Depression Cured By Microchip In The Brain? Government Spends $26M On Innovative Solutions For Psychiatric Disorders
Understanding the brain network’s signaling patterns has become essential to diagnosing common psychiatric disorders such as depression and finding viable treatment options that can reduce its symptoms. Research funded by the Defense Advanced Research Projects Agency is combining the efforts of scientists, engineers, and physicians to find innovative solutions that can help treat people suffering from neurological and psychiatric conditions including military personnel suffering from post-traumatic stress disorder.
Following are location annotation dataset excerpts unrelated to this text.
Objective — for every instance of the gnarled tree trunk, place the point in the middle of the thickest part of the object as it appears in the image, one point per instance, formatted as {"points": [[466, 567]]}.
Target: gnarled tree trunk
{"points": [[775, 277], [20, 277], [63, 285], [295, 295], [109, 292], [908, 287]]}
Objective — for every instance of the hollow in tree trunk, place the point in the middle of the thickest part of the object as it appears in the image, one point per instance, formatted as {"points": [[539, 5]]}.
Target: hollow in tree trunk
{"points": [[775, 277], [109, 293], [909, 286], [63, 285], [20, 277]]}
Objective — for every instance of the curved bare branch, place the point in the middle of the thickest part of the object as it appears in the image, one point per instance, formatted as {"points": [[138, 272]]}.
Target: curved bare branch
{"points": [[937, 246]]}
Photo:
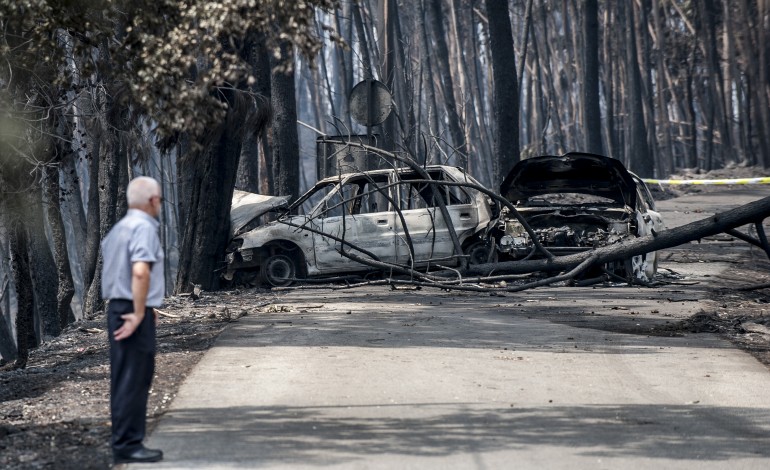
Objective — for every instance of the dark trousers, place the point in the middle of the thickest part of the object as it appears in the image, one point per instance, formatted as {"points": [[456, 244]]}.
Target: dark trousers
{"points": [[132, 366]]}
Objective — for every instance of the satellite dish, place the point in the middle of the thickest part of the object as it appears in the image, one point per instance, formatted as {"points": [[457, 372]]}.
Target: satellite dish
{"points": [[370, 102]]}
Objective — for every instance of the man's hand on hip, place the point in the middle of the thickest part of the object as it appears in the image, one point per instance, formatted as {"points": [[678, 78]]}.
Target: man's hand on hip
{"points": [[131, 322]]}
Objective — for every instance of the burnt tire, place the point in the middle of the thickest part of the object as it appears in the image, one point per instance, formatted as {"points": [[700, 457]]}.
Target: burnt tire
{"points": [[278, 271]]}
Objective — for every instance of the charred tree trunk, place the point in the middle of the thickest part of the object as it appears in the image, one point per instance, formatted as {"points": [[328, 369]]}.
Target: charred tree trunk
{"points": [[7, 344], [112, 168], [640, 159], [505, 88], [65, 285], [213, 174], [752, 213], [592, 119], [284, 127], [255, 138], [445, 77], [42, 268]]}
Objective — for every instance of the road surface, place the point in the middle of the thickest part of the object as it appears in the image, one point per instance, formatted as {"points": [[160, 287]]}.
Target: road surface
{"points": [[552, 378]]}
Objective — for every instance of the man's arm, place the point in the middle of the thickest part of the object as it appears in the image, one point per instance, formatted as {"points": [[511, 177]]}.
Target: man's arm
{"points": [[140, 285]]}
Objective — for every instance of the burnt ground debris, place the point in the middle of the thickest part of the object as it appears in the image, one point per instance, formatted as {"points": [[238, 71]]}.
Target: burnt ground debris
{"points": [[55, 413]]}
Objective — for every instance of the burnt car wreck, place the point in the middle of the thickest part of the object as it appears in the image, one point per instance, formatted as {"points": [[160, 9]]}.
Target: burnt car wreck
{"points": [[392, 217], [575, 203]]}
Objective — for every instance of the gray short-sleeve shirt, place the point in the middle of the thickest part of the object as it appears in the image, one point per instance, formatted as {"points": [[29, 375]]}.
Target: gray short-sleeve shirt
{"points": [[134, 238]]}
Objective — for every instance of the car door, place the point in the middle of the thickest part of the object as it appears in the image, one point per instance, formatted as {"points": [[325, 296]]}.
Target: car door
{"points": [[425, 224], [356, 214]]}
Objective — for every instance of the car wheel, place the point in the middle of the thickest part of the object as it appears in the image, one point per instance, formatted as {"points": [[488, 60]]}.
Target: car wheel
{"points": [[478, 253], [642, 267], [278, 271]]}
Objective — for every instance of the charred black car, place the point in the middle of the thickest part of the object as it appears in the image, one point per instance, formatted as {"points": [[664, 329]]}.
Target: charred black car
{"points": [[577, 202]]}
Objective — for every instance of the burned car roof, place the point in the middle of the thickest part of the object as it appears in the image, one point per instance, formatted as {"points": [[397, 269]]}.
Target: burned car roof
{"points": [[248, 206], [572, 172]]}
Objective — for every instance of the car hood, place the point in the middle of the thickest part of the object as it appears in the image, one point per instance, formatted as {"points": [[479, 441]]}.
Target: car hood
{"points": [[248, 206], [570, 173]]}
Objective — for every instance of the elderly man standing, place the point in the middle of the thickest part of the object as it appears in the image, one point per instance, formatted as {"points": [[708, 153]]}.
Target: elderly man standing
{"points": [[133, 282]]}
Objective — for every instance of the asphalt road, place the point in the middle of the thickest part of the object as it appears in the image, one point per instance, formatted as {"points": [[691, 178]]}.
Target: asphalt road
{"points": [[551, 378]]}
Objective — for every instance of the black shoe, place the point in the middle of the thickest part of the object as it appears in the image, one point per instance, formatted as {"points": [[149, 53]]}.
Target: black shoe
{"points": [[141, 454]]}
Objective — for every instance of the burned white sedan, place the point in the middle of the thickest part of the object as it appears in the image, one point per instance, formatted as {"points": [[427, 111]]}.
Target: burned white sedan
{"points": [[391, 216], [576, 202]]}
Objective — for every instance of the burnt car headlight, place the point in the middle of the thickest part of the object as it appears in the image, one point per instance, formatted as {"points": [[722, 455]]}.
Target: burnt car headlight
{"points": [[235, 245]]}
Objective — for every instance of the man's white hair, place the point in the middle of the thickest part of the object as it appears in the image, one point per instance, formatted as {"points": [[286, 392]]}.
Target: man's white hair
{"points": [[141, 189]]}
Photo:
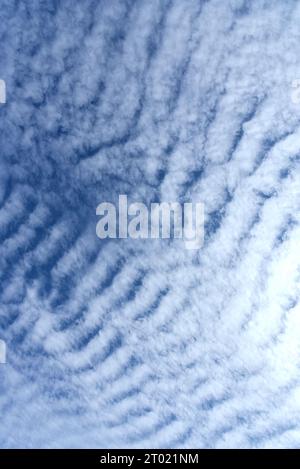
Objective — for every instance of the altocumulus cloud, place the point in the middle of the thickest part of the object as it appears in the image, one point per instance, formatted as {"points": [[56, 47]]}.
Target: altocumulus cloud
{"points": [[136, 343]]}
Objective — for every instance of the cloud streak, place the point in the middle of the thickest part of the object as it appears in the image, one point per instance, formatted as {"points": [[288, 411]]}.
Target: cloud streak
{"points": [[141, 343]]}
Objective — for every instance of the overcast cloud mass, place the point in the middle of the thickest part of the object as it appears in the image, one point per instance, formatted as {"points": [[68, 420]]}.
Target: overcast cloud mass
{"points": [[142, 343]]}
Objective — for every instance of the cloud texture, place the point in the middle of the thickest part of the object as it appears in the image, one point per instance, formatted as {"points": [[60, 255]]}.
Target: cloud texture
{"points": [[127, 343]]}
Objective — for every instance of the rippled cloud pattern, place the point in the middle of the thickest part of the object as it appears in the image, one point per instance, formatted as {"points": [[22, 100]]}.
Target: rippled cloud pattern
{"points": [[141, 343]]}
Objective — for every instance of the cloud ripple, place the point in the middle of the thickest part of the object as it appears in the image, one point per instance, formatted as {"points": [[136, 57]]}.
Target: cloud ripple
{"points": [[140, 343]]}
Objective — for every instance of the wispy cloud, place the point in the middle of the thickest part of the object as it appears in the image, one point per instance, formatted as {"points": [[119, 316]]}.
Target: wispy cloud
{"points": [[123, 343]]}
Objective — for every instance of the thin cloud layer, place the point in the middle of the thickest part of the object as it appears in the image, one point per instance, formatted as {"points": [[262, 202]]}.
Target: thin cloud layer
{"points": [[141, 343]]}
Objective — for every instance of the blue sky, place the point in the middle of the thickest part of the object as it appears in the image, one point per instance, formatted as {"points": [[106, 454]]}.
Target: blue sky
{"points": [[127, 343]]}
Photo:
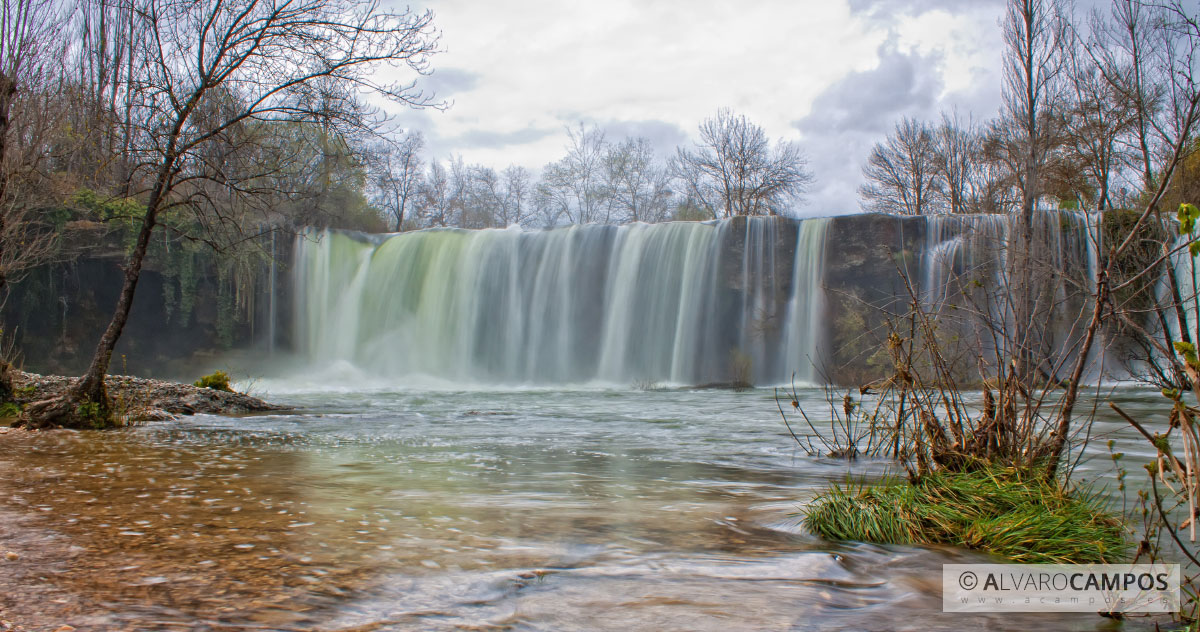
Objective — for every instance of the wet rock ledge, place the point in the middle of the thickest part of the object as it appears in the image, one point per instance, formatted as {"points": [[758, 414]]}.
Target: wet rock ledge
{"points": [[145, 399]]}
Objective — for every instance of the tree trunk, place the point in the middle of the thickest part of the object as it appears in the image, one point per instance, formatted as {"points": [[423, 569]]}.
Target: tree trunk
{"points": [[91, 385], [7, 90]]}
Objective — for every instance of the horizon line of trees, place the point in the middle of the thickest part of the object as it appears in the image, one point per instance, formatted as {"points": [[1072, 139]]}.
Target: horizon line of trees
{"points": [[1098, 109], [732, 170]]}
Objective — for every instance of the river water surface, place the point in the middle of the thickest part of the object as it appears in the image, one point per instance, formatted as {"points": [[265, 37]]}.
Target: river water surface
{"points": [[587, 509]]}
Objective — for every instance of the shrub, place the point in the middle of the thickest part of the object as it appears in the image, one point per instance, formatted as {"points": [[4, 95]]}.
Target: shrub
{"points": [[1002, 511], [217, 381]]}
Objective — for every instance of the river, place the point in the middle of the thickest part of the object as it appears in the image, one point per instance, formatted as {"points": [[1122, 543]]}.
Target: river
{"points": [[373, 507]]}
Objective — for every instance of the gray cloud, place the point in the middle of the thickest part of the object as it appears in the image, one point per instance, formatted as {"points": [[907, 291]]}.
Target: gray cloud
{"points": [[448, 82], [871, 101], [487, 138], [853, 114], [887, 10], [664, 137]]}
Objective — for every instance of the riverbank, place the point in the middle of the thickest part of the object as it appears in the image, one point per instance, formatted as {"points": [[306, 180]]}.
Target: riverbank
{"points": [[145, 399]]}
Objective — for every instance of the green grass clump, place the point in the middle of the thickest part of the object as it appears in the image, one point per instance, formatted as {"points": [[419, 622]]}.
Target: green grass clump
{"points": [[217, 381], [996, 510]]}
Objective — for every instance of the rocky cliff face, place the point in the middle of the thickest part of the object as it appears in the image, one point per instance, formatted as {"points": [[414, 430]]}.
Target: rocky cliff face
{"points": [[867, 272]]}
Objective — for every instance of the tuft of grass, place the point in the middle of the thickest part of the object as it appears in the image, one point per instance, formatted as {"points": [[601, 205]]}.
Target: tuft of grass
{"points": [[1002, 511], [217, 380]]}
Researchers from the University of California-San Francisco (UCSF) have recruited Parkinson’s disease and epilepsy patients who are already undergoing brain recordings that will be used to examine signaling activity in diverse regions of the brain. By identifying brain signaling pathways specific to anxiety and depression, the research team hopes to develop stimulation therapies that will strengthen alternative circuits. Precise recordings will be taken by high-resolution devices that are placed directly above the patient’s brain, showing brain activity changes during a depressed or anxious state.
“Human brain recording can now reveal aspects of mental illness that have been inaccessible to scientists and doctors,” said Dr. Edward F. Chang, UCSF neurosurgeon and team leader on the new project, in a statement. “By analyzing patterns of interaction among brain regions known to be involved in mental illness we can get a more detailed look than ever before at what might be malfunctioning, and we can then develop technology to correct it.”
According to the National Alliance on Mental Illness, around 61.5 million adults in the United States suffer from some type of psychiatric disorder, including depression, bipolar disorder, and schizophrenia. For millions of people with a treatment-resistant psychiatric disorder, existing treatments such as psychotherapy and medications are ineffective in reliving their symptoms. To alleviate symptoms through a “system-level” approach, the research team will use an already successful form of therapy based on correcting brain circuits that have malfunctioned in movement disorders known as deep brain stimulation (DBS). They hope neural stimulation therapy will result in the strengthening of healthy brain circuits with long-lasting effects so that a permanent implantable device would be unnecessary.
“There are millions of people for whom these disorders are not well treated. These patients are often not able to keep their jobs or to work at all, because they’re constantly struggling with symptoms of their illnesses and the pain and suffering they cause,” said assistant professor of psychiatry at UCSF, Dr. Vikaas Sohal. “This project offers hope because it’s a totally new way of seeing how the parts of the brain interact in mental illness. It’s as if we’ve been looking at still images of actors but will now be able to see the performance of a play.”